I'm a VP of AI product growth at Dropbox. This is my advice to product managers in the age of AI.
This as-told-to essay is based on a conversation with Morgan Brown, Dropbox's VP of product and growth for AI products. The following has been edited for length and clarity.
We're sitting at a really interesting time.
My first job was at a tech startup in 1999 during the dot-com boom, and the world was changing incredibly fast. I've lived through a couple of these iterations — the big mobile revolution with the iPhone, then web 2.0.
The AI revolution seems like it's going to dwarf all of those, and it creates an opportunity for product managers to focus more on the unique attributes of creativity and innovation.
I've worked in product management at Facebook, Instagram, Shopify, and now Dropbox. This is my advice for product managers to level up their careers in the AI age.
Spend time with the new tools
I think all product managers and business leaders should be spending a lot of time with new tools, whether you call it vibe coding or vibe marketing.
There's never been a better time for product managers to test new ideas. Rather than having to write a doc, you can build an app.
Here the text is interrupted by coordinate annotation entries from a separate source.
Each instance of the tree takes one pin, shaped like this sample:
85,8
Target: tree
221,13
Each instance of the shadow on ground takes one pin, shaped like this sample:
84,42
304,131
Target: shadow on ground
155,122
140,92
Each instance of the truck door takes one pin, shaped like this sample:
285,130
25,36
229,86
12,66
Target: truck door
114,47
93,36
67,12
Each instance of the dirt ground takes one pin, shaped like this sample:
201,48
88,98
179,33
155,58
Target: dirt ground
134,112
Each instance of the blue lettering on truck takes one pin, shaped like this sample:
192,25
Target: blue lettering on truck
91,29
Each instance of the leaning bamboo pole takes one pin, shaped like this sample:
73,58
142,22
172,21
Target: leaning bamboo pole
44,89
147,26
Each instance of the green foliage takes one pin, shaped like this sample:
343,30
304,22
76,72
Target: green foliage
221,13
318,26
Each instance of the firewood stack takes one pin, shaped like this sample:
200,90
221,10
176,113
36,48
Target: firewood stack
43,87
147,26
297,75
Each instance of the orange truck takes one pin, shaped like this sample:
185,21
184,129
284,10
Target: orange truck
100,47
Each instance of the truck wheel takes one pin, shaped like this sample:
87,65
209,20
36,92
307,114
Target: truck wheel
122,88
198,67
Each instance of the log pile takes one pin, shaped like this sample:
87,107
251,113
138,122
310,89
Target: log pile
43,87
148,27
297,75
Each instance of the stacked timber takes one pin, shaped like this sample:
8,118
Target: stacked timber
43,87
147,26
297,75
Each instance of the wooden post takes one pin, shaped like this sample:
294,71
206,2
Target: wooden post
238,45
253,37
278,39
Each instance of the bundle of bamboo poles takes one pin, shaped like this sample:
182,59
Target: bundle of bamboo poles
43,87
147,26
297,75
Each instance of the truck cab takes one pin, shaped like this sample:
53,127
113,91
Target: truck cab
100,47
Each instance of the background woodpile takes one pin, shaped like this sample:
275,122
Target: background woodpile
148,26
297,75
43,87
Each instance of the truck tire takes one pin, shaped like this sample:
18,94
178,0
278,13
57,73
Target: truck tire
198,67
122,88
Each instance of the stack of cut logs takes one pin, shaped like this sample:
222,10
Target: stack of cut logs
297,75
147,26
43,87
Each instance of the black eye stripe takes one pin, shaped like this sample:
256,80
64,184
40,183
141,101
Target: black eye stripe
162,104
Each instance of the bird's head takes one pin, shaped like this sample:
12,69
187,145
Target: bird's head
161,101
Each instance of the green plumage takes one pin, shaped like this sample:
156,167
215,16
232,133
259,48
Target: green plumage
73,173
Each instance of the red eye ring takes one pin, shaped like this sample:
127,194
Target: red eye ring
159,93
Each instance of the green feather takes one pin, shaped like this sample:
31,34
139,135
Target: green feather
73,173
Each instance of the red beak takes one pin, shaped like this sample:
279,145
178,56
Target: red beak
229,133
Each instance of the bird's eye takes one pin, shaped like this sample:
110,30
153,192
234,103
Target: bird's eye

You can prototype something really quickly to validate some assumptions and learn what may or may not work.
Most product managers didn't previously have access to moving out of that conceptual realm into the physical reality of what these ideas actually look and feel like. Now, there's a new opportunity to accelerate how they think about developing their taste, developing their craft, and understanding what makes sense in physical products.
Use AI as a thought partner
I don't think the highest and best use of AI is using AI to do something for you. I think it's really about how AI can be a thought and collaboration partner. There are a bunch of different ways that it can just augment the human capability of innovation and creative ideas.
I try to use it in a way that pushes my immediate thinking capacity in my daily life. For example, if we're looking at how we can make our product more differentiated, I might feed it some ways that we're thinking about it and ask it to think of five more ways. I also try to have a council of LLMs as opposed to one, whether it's Dropbox's Dash or Claude, or ChatGPT.
I think of these tools as ways to unlock more of that, and I think that's really the most exciting opportunity. It's about how you make that deep work time more productive with a thought partner who can help you expand your thinking.
Understand the basics
It's really important to have a basic understanding of the domain you're operating in.
Understanding how different components of a technical stack interoperate at a system level really helps you understand what's possible. And I think the people who understand those the most deeply find the most interesting opportunities to bring new value and new product ideas to market.
I also think being able to speak the language and having an understanding of the system will always be important. If we take everything as a black box, then we lack the understanding of what's possible if we had a deeper insight into how it actually works.
Adapt to the pace
Another thing product managers should do is realize how fast things are changing. At tech companies, most people operate in six-month performance cycles, quarterly roadmaps, and bi-weekly status updates.
Today, that's just not tenable. So I think product managers need to really understand the speed at which things are moving. Then, they need to think about how to create learning opportunities, systems, and behaviors to keep up with that.
I think that's how you augment your skills, whether it's through AI, reworking how your team works, or reworking how a road map three months from now will be totally obsolete with some startup that launches tomorrow.
Make time for the "deep work"
When you talk to a product manager team and they say 40% of their time is spent on project management, that's not where you want them. You want them focused on the "deep work," which they can do more of if they automate the busy work.
You can't really think about how something might work as a product in between Slack pings. You really need to sit down for a couple of hours, map some stuff out, and play with the problem space. Creating that distraction-free time to do that expansive thinking and then converging on a few ideas is the type of work that most companies would die to have more of.